Understanding Transformer Attention Mechanisms

The Transformer architecture, introduced in "Attention Is All You Need" (Vaswani et al., 2017), has fundamentally changed how we approach sequence modeling. At its core lies the self-attention mechanism.

The Self-Attention Formula

The attention function maps a query and a set of key-value pairs to an output:

Attention(Q, K, V) = softmax(QK^T / sqrt(d_k)) V

Where: - Q (Query): What we're looking for - K (Key): What each position offers - V (Value): The actual content - d_k: The dimension of the keys

Multi-Head Attention

Rather than performing a single attention function, we project Q, K, V into multiple subspaces:

class MultiHeadAttention(nn.Module):
    def __init__(self, d_model, num_heads):
        super().__init__()
        self.num_heads = num_heads
        self.d_k = d_model // num_heads
        self.W_q = nn.Linear(d_model, d_model)
        self.W_k = nn.Linear(d_model, d_model)
        self.W_v = nn.Linear(d_model, d_model)
        self.W_o = nn.Linear(d_model, d_model)

Why It Works

Self-attention allows the model to attend to information from different representation subspaces at different positions.

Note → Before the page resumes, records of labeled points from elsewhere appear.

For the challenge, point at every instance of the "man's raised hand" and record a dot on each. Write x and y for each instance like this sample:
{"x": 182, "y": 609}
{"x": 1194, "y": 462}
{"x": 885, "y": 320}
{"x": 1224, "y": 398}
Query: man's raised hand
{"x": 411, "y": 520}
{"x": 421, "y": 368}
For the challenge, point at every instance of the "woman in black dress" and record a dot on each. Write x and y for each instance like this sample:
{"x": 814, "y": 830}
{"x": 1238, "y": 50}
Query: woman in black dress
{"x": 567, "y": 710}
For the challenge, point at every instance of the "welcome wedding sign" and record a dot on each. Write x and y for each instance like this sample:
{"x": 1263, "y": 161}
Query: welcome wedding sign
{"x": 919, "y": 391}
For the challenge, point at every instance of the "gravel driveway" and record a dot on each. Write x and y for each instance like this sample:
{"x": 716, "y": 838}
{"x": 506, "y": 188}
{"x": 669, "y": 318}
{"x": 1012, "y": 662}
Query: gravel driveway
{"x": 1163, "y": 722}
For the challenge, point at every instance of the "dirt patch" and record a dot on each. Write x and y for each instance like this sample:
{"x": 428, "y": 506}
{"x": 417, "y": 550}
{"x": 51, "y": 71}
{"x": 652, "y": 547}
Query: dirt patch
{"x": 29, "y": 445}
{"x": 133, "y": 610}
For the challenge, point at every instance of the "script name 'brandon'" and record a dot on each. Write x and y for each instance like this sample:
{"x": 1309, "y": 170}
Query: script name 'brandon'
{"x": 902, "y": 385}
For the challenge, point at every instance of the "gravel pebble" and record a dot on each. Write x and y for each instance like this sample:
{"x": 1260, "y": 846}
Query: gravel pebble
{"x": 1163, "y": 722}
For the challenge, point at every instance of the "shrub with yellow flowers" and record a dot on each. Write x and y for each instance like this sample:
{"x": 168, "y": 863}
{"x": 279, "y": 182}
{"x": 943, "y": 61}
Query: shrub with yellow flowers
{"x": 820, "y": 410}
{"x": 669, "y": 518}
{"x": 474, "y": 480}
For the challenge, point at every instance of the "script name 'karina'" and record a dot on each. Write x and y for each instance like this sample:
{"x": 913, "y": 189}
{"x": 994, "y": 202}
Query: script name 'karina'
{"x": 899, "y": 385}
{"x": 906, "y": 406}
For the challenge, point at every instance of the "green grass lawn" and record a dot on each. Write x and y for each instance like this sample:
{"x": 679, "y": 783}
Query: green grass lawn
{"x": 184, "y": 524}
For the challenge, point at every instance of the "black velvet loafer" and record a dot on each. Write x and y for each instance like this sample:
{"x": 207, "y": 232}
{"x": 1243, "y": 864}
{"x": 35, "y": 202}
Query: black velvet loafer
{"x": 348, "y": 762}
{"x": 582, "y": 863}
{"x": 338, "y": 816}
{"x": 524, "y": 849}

The key insight is that attention provides a dynamic routing mechanism — unlike convolutions or recurrence, the receptive field is determined by the content itself, not by architecture.

Complexity Analysis

Operation	Time Complexity	Sequential Ops
Self-Attention	O(n²·d)	O(1)
Recurrence	O(n·d²)	O(n)
Convolution	O(k·n·d²)	O(1)

For sequence lengths shorter than the representation dimension, self-attention is faster than recurrence.